Elias was a tragic bad guy, and his character was where I really wanted to know more, more of his past which lead him to think the thoughts he did. Of course, us readers always want more. That has to be a compliment right there. Louise and Andrew on the other hand seemed to be built up together, unique characters for this type of story. Depth could be found in the layers of their lives. Gillespy, well I just never had a clear cut feeling about him, too complicated with such a jaded past, a character who struggles to be redeemed, but can they?. But, the best of all was the dog from the front cover - well I just loved him. What an amazing character he was, with a past, misdeeds, misfortunes and redemption all his own. I applaud this character! Wonderful :)
This is not a cozy mystery by any means. So if you like your murder mysteries/suspense stories with gore, a demented bad guy, violence, etc. I would say this one is for you. There is a lot going on in it as far as plot, some sub-plots that were not even resolved, but they didn't need to be or shouldn't be. The author kept adding in twists, and I know personally how much that takes to plan out. And, his knowledge on the subjects showed. The cop talk was all very believable.
The biggest compliment I can give here is that I checked this author out. And, I really want to read, Edging Past Reality, his collection of short stories. Plus, I look forward to finding out more about his two coming releases.
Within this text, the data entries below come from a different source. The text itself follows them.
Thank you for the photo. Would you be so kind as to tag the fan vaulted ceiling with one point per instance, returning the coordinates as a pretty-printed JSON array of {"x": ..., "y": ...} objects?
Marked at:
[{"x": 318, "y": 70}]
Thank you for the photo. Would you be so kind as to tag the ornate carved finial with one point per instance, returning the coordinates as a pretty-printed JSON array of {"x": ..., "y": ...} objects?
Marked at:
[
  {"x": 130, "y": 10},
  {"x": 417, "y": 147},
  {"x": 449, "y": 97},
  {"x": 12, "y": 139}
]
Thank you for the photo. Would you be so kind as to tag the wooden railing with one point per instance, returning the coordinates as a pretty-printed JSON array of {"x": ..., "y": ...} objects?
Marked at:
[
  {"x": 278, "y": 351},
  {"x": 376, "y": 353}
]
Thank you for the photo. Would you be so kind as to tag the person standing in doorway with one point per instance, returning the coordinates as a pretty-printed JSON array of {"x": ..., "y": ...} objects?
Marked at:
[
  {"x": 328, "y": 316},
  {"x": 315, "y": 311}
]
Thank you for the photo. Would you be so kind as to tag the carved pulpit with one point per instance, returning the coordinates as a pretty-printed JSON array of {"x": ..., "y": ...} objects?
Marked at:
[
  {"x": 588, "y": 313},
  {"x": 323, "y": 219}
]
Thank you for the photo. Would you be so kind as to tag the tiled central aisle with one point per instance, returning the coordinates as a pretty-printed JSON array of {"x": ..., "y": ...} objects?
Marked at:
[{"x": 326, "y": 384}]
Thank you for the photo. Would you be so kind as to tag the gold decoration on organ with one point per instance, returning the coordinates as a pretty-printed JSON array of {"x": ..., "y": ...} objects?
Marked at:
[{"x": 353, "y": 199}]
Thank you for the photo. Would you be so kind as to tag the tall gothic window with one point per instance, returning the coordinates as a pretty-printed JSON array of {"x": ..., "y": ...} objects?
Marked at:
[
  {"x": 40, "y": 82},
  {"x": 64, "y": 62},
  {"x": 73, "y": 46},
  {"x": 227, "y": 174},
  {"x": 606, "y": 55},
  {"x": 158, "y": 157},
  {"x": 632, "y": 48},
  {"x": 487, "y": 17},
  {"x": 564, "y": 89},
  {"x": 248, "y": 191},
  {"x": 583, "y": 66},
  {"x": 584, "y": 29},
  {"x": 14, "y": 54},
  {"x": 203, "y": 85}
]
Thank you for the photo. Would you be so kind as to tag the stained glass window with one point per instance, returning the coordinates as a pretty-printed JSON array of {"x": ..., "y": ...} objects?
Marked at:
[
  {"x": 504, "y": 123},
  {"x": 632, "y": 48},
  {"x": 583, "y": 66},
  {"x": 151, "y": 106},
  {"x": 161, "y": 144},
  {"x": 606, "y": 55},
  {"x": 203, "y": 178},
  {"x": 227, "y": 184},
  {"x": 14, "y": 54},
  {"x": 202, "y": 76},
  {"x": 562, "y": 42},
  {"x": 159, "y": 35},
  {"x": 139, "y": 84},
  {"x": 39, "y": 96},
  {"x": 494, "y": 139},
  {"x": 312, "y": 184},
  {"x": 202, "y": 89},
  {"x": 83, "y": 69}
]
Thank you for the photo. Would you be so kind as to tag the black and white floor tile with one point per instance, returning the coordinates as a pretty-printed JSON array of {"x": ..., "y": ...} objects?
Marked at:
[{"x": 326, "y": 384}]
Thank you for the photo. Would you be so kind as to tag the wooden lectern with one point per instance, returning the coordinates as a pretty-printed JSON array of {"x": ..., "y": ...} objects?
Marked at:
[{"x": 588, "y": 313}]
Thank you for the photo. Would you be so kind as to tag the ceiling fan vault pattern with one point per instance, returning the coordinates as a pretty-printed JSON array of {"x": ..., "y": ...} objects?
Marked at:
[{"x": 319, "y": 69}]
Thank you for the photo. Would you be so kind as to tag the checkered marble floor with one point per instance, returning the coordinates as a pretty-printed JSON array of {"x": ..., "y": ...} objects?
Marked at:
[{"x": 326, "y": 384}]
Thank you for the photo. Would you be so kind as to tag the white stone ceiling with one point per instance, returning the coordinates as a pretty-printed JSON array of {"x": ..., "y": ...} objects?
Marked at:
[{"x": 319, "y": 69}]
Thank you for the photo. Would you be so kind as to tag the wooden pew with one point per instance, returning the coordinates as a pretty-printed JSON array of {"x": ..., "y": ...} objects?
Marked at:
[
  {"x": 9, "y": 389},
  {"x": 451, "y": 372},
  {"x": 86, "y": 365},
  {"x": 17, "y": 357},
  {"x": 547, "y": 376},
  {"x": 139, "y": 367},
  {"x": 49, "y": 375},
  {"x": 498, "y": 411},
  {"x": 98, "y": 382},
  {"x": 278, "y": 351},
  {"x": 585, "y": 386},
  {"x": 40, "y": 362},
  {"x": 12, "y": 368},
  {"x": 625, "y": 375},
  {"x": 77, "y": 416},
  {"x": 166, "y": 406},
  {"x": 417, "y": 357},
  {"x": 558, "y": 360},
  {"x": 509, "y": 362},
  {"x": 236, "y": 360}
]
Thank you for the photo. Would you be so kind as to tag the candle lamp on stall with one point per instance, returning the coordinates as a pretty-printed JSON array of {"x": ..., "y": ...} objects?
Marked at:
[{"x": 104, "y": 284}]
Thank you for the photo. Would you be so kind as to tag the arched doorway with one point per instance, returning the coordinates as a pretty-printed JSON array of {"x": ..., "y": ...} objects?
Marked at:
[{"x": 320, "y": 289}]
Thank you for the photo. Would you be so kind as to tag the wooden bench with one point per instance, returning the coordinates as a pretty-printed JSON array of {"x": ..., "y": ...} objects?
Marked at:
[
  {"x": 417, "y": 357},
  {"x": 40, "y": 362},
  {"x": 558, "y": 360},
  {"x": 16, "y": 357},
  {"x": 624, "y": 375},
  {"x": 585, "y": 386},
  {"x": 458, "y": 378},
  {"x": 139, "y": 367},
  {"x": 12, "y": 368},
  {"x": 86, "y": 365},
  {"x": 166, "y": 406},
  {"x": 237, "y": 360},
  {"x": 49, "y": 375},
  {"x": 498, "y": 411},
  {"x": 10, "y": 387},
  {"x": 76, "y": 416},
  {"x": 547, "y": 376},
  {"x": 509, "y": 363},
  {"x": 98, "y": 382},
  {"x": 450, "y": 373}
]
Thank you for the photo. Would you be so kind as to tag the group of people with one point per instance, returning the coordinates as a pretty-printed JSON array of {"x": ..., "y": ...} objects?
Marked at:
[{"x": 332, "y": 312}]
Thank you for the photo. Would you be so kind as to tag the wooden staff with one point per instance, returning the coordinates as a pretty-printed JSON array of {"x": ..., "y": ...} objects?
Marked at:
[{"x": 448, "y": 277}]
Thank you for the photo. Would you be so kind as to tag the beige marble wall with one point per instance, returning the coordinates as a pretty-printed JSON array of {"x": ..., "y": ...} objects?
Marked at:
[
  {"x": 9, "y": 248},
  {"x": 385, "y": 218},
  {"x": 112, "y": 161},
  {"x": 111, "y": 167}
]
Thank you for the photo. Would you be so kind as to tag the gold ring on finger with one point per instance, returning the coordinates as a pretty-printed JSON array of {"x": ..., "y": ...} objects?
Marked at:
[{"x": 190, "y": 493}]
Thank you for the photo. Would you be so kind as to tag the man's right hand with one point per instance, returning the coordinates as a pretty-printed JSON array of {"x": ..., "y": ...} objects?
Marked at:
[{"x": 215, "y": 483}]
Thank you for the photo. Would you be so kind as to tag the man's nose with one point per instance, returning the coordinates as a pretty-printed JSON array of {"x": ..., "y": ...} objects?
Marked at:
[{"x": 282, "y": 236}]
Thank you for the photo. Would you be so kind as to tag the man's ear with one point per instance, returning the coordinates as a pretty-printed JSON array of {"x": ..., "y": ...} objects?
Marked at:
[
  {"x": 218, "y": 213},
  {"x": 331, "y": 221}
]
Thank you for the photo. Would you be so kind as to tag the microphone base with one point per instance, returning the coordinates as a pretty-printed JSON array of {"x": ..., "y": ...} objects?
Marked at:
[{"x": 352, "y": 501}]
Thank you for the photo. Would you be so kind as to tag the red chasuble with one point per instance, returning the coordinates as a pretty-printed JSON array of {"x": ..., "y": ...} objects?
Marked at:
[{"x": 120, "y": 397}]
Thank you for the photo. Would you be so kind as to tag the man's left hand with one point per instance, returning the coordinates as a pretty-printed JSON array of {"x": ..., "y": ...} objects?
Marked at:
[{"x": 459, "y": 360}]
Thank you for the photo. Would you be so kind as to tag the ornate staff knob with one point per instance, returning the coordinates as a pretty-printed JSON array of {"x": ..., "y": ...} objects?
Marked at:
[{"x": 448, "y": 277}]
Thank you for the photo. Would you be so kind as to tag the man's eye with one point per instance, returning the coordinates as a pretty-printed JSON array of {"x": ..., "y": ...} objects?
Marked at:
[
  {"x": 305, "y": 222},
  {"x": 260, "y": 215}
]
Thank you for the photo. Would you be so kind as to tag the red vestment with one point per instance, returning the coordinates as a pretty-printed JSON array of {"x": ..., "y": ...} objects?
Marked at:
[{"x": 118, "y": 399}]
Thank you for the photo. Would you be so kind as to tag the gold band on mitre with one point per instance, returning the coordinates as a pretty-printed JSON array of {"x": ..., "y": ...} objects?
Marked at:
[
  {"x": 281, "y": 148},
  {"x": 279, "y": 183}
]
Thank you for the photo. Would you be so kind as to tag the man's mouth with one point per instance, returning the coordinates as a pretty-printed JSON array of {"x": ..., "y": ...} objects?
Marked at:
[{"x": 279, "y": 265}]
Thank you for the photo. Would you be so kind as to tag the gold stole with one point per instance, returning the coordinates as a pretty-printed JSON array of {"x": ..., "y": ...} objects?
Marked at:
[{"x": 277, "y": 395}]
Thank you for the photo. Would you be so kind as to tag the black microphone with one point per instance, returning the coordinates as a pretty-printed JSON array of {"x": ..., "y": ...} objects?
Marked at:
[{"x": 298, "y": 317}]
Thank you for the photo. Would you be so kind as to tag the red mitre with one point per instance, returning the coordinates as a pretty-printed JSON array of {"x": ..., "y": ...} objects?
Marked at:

The author does a nice job of avoiding excess in his novel, crafting a complex story with violent interactions, varied characters, empathy and revulsion finely balanced. It's not a novel for the squeamish, for those who like their side-characters to survive, or for those who prefer their scenes to go swiftly by. Action is described with careful clarity and gory detail. Animal scenes are a mix of delightful and nightmarish. There's a cat and a dog, and memories of a dog. And there's a storyline that eventually ties warped imagination and sad reality together, making sense of why all the characters might be linked.
David Fingerman's Silent Kill reads like a movie waiting for a director; rough round the edges, but full of gritty detail and detailed plot. It will be interesting to see where the author takes these characters in further tales.
Disclaimer: I won a copy of this book and chose to repay blogger and author generosity by reading and reviewing.
A dark and occasionally violent thriller, SILENT KILL is the story of psychotherapy gone wrong and the consequences that result, years later, from that extraordinarily bad therapy. Dr. William Gillespy, the psychiatrist responsible for all that follows, has finally reached the limits even of his own tolerance for bad outcomes: a patient has killed herself as a result of his work, he's being sued, and he only finds solace deep in a liquor bottle. Unbeknownst to him, a patient from years before, a giant of a man named Elias, seeks to protect Dr. Gillespy from those who seek to recover damages for the girl's death.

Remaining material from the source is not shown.